Michael Loos
Klassik.com, Germany
August 2015
PERFORMANCE
RECORDING

Martin Roscoe ist den Klavierwerken Ernö Dohnányis zwar technisch vollauf gewachsen, hätte aber vor allem im dynamischen Bereich noch mehr Wirkung erzielen können.

Wann endete die musikalische Romantik? Eine heikle Frage, wohl kaum abschließend zu beantworten und voller Ausnahmen. Selbst wenn man, wie es viele tun, spätestens nach dem Tod von Richard Strauss (1949) einen ohnehin schon großzügig ins 20. Jahrhundert hinein verschobenen Schlussstrich ansetzt, bleiben (spät-)romantische Strömungen unter einigen Komponisten präsent.
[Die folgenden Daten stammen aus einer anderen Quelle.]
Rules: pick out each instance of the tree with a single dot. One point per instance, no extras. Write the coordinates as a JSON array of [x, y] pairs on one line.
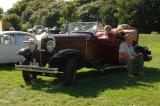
[[1, 13]]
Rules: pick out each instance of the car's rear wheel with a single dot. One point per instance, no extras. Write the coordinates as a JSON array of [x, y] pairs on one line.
[[28, 76], [70, 72]]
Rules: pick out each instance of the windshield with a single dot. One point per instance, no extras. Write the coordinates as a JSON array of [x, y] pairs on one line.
[[83, 27]]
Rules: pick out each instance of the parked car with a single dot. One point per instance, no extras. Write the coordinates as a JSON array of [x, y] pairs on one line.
[[37, 29], [64, 54], [10, 43]]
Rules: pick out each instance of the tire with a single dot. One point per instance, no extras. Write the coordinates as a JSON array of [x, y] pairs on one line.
[[29, 77], [70, 72]]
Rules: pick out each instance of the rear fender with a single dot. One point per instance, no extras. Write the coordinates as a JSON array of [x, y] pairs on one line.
[[62, 57]]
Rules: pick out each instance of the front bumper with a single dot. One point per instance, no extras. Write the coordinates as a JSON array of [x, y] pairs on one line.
[[34, 68]]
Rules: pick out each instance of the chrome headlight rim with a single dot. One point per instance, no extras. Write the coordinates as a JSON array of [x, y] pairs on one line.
[[32, 46], [50, 45]]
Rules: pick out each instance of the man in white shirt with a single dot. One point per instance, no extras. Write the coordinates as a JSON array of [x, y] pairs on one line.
[[127, 54]]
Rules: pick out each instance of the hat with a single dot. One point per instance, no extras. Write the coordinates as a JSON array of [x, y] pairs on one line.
[[128, 35], [107, 27]]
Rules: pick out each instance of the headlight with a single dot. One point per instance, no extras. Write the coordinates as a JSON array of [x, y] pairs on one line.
[[51, 44], [32, 46]]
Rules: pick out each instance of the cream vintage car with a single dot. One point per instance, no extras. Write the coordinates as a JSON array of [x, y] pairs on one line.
[[10, 43]]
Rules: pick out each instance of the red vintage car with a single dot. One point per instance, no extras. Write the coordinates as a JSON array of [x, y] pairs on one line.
[[66, 53]]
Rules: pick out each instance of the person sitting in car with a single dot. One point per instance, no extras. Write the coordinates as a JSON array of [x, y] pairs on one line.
[[128, 56], [108, 34]]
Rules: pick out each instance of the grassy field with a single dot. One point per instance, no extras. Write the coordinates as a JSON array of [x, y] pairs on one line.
[[101, 89]]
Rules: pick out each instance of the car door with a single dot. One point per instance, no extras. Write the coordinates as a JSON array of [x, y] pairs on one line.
[[7, 48], [11, 43]]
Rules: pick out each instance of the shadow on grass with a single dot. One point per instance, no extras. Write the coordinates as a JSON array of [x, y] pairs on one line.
[[7, 67], [91, 83]]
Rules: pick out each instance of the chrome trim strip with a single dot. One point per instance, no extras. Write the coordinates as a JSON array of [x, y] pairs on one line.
[[37, 69]]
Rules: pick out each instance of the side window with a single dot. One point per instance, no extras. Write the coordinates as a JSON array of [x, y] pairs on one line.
[[7, 39], [21, 38]]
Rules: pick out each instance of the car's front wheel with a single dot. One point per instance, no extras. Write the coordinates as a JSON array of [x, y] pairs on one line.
[[70, 72]]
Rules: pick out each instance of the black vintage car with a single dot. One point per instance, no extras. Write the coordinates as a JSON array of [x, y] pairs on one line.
[[64, 54]]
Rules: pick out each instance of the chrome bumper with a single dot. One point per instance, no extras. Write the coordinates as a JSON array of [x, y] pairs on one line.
[[33, 68]]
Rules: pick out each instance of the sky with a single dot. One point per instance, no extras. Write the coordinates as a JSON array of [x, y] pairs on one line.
[[7, 4]]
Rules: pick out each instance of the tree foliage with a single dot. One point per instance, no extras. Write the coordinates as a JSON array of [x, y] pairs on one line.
[[1, 12]]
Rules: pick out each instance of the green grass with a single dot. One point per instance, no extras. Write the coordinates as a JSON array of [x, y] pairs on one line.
[[111, 88]]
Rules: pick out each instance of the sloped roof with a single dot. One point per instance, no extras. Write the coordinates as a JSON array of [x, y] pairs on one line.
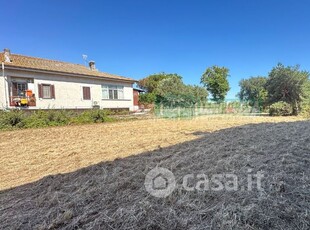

Beim Publikum konnten diese Tondichter allerdings kaum noch Erfolge erzielen. Erich Wolfgang Korngolds heute als Meisterwerk gewürdigte, bei ihrer Uraufführung 1954 jedoch fulminant durchgefallene Symphonie in Fis-Dur ist hierfür nur ein Beispiel. Korngold schrieb dieses Werk im gleichen Stil wie seinen 1920 entstandenen Kassenschlager 'Die tote Stadt', doch der Geschmack der Zuhörer hatte sich seither radikal gewandelt. Auch der Ungar Ernö (Ernst von) Dohnányi (1877–1960) komponierte nach 1945 im Wesentlichen so weiter, wie er in den 1890er Jahren begonnen hatte—mit Anklängen an Schumann, Chopin und Brahms. Kleinere Achtungserfolge in seiner neuen Heimat Florida gelangen ihm noch, aber seine internationale Reputation von einst konnte auch er nicht mehr erreichen. Nach etwa 50 Jahren Dornröschenschlaf erlebt Dohnányis Werk mittlerweile eine erstaunliche Renaissance, weniger im Konzertsaal und mehr auf Tonträgern, wo inzwischen fast sein gesamtes Werk verfügbar ist.

Gewichtigen Anteil daran hat der britische Pianist Martin Roscoe, der schon seit einiger Zeit den weniger ausgetretenen Pfaden des Klavier-Repertoires folgt und dem interessierten Publikum einst hochgeachtete Tondichter wie Szymanowski oder Widor ins Gedächtnis gerufen hat. Roscoes Einspielung sämtlicher Klavierwerke Dohnányis ist mit dieser Veröffentlichung bei Folge 3 angelangt; die Stücke umfassen die Jahre von 1897 bis 1928, die Zeit also, in der der Ungar seine größten Erfolge als Komponist und Pianist feierte. Etwas von jenem virtuosen Glanz findet sich vor allem in der 'Naila'-Transkription nach Léo Delibes (Track 13), einem Bravourstück der alten Schule, bei dem Roscoe seine technischen Fähigkeiten voll ausspielen kann. Die beiden 30 Jahre später entstandenen Johann-Strauß-Transkriptionen ('Schatzwalzer' und 'Du und Du') wirken da etwas blasser, haben aber immer noch viel Charme. Wer etwa die Strauß-Bearbeitungen von Tausig oder Godowsky liebt, kommt hier auf jeden Fall auf seine Kosten.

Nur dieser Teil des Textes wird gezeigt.